Music Therapy and Alzheimer's
Alzheimer’s was first identified in 1901 but was first publicly recorded in 1906. Alzheimer’s, or senile dementia, is a disease that develops over one’s lifetime and results in the weakening of numerous brain functions, including memory. A more expanded history of Alzheimer’s can be found here.
Alzheimer’s develops when amyloid beta, which is released during brain synapses, collects in the brain to the point where the janitor cells of the brain go into overdrive mode in order to remove it. In doing so, the janitor cells release numerous chemicals which end up damaging other brain functions. More information can be found at this TED Talk by Lisa Genova.
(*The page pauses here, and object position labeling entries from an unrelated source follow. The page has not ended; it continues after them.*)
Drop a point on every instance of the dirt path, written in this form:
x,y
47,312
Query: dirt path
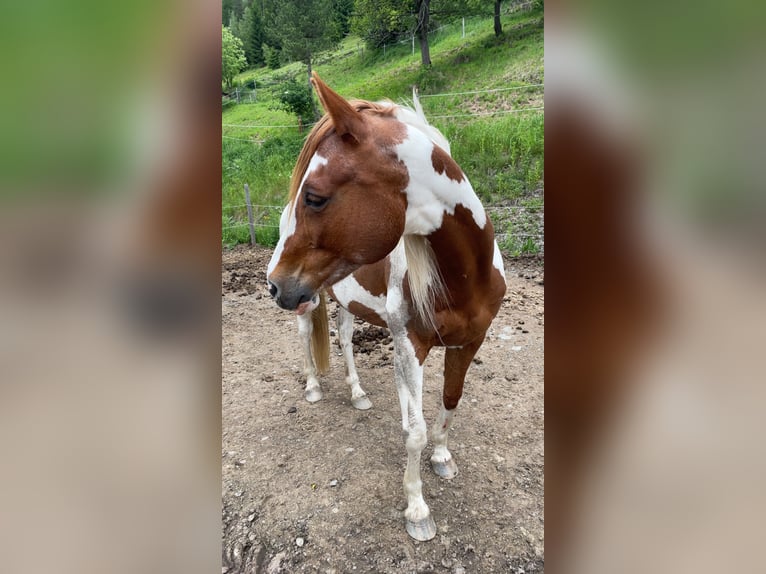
x,y
318,488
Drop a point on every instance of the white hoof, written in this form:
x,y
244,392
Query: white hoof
x,y
445,469
422,530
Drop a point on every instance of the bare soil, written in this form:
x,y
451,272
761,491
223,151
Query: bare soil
x,y
318,487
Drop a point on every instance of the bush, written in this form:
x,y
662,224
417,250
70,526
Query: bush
x,y
271,55
296,98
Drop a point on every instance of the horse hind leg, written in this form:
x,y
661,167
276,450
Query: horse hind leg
x,y
313,392
456,363
345,334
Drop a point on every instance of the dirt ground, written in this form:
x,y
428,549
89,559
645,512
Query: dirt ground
x,y
318,487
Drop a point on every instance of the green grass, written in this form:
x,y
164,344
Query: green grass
x,y
502,154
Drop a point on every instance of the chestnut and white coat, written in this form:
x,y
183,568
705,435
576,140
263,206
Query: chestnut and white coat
x,y
382,218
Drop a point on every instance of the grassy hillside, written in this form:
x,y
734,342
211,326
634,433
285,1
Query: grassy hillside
x,y
498,147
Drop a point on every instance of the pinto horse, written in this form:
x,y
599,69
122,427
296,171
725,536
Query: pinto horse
x,y
382,218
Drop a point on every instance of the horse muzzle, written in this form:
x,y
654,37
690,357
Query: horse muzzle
x,y
293,296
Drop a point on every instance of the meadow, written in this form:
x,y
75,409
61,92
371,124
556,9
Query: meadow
x,y
483,92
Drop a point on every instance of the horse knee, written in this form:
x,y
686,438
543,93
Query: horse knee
x,y
416,437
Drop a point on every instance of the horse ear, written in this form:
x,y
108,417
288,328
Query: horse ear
x,y
349,123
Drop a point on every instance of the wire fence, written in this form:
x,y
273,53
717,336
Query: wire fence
x,y
522,224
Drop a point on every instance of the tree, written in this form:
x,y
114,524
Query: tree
x,y
233,56
304,28
381,22
296,98
253,36
424,13
342,10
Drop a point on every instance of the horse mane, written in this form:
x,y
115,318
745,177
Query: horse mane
x,y
425,281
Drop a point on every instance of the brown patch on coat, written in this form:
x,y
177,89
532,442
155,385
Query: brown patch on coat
x,y
443,162
366,314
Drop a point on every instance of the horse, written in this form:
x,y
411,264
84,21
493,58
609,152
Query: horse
x,y
380,217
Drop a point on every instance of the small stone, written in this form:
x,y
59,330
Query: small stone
x,y
275,565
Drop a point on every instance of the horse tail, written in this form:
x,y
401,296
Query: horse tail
x,y
320,336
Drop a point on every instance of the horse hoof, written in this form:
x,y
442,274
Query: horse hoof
x,y
422,530
446,469
362,403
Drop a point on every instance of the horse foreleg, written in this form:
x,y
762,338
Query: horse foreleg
x,y
313,392
456,363
345,334
409,385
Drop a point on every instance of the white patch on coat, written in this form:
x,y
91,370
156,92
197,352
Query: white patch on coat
x,y
288,222
430,194
417,119
349,289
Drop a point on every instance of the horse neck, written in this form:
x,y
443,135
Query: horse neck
x,y
442,206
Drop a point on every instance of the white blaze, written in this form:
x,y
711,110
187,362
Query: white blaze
x,y
287,222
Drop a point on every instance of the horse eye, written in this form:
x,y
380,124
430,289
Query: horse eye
x,y
314,201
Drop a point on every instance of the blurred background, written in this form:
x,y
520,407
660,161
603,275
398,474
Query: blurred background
x,y
110,242
109,286
655,283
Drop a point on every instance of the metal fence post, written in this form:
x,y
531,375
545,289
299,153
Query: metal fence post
x,y
250,214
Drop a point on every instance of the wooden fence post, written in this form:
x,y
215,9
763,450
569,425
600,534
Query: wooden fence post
x,y
250,214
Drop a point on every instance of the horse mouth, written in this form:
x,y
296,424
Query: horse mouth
x,y
307,306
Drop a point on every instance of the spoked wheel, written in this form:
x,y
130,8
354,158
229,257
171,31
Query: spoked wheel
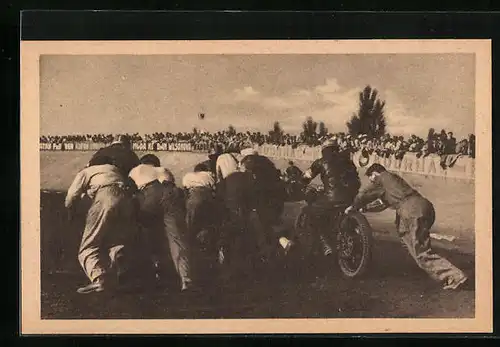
x,y
354,242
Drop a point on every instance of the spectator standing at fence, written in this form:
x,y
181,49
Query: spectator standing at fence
x,y
201,212
472,146
450,144
109,223
415,216
120,151
162,216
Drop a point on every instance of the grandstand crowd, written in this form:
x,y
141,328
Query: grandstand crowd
x,y
440,143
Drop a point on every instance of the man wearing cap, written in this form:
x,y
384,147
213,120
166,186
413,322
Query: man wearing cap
x,y
415,216
341,184
109,223
120,151
162,215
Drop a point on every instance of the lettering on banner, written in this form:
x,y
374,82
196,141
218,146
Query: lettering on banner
x,y
45,146
407,164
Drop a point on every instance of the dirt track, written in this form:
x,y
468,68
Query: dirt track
x,y
395,287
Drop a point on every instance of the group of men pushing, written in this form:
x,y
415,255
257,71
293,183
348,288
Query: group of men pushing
x,y
136,201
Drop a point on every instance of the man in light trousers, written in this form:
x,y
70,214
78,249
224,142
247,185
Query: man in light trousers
x,y
162,215
415,216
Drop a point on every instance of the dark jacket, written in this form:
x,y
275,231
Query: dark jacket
x,y
125,159
269,189
339,176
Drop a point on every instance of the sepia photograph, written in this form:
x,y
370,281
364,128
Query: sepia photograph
x,y
279,186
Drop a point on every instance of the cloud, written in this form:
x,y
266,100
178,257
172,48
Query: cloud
x,y
330,103
246,94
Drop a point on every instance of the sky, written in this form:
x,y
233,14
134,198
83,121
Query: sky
x,y
150,93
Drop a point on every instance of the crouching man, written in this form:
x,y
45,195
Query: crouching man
x,y
109,223
415,216
162,215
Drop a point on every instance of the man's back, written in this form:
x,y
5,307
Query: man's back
x,y
226,165
339,176
144,174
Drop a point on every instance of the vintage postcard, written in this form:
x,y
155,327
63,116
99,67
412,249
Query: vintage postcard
x,y
217,187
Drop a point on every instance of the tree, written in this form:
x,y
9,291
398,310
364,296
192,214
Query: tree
x,y
370,119
276,134
322,130
231,131
309,130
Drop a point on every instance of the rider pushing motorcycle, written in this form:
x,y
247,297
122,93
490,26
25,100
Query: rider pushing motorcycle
x,y
341,184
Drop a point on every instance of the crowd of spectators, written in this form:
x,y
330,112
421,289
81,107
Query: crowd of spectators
x,y
443,143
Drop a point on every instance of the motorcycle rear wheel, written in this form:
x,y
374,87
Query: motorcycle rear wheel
x,y
354,245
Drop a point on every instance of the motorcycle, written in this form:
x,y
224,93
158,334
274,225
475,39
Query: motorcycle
x,y
350,234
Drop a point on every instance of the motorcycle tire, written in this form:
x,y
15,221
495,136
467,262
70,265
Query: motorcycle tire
x,y
364,242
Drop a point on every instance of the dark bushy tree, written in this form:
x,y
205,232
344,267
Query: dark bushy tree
x,y
322,130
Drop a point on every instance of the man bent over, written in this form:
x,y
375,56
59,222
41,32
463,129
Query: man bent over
x,y
108,224
415,216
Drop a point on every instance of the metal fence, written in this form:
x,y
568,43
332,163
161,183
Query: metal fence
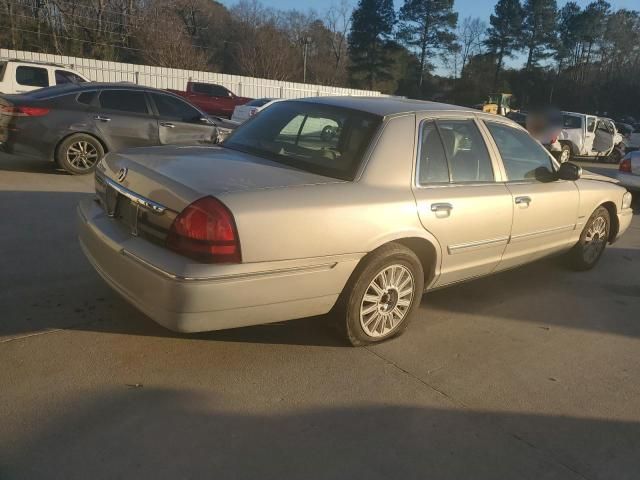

There have ben 5 drugs developed to treat Alzheimer’s. However none of them provide a real cure. This lack of cure has led to an increased focus on increasing the quality of life of Alzheimer’s patients. Some information on helping relatives and friends with Alzheimer’s can be found on the Mayo Clinic website. Research has shown that Alzheimer’s, while destroying most memories, does not affect the memories of music. Because of this, patients are often able to remember different songs and the lyrics to these songs regardless of their condition. Listening or singing along with these songs can provide both emotional and behavioral benefits for Alzheimer’s patients. Further research has shown that listening to music during Alzheimer’s treatment can help reduce stress, anxiety, depression, and agitation.
Along with these benefits, music also helps improve patients’ focus, ability to communicate, and can reduce their dependance on drugs. Alzheimer’s happens in stages and music has the greatest impact on those with late stage Alzheimer’s. During the later stages of Alzheimer’s, patients start losing awareness of their surroundings and may stop communicating with those around them. During these stages, there is often a visible reaction to music such as clapping their hands, singing, or even dancing. Researchers attribute this to the fact that music triggers multiple parts of the brain at once. A part of the brain stores musical memories along with the emotions experienced with that music. This explains why different people have different reactions to the same piece of music. The difference in emotions is most likely based on past experiences with the song. Music associated with positive memories would obviously lead to more positive reactions while music linked with negative experiences could lead to potential anxiety and distress. Research has shown that music the patient enjoyed from the ages of 18 to 25 result in the most positive reaction however music taste changes so it is not guaranteed to produce a positive reaction. A more in depth explanation can be found on the Arbor Company’s website here. Wrapping it all up, while Alzheimer’s does not have a cure at the moment, it is still possible to help make a patient’s life more enjoyable and better overall by using music therapy.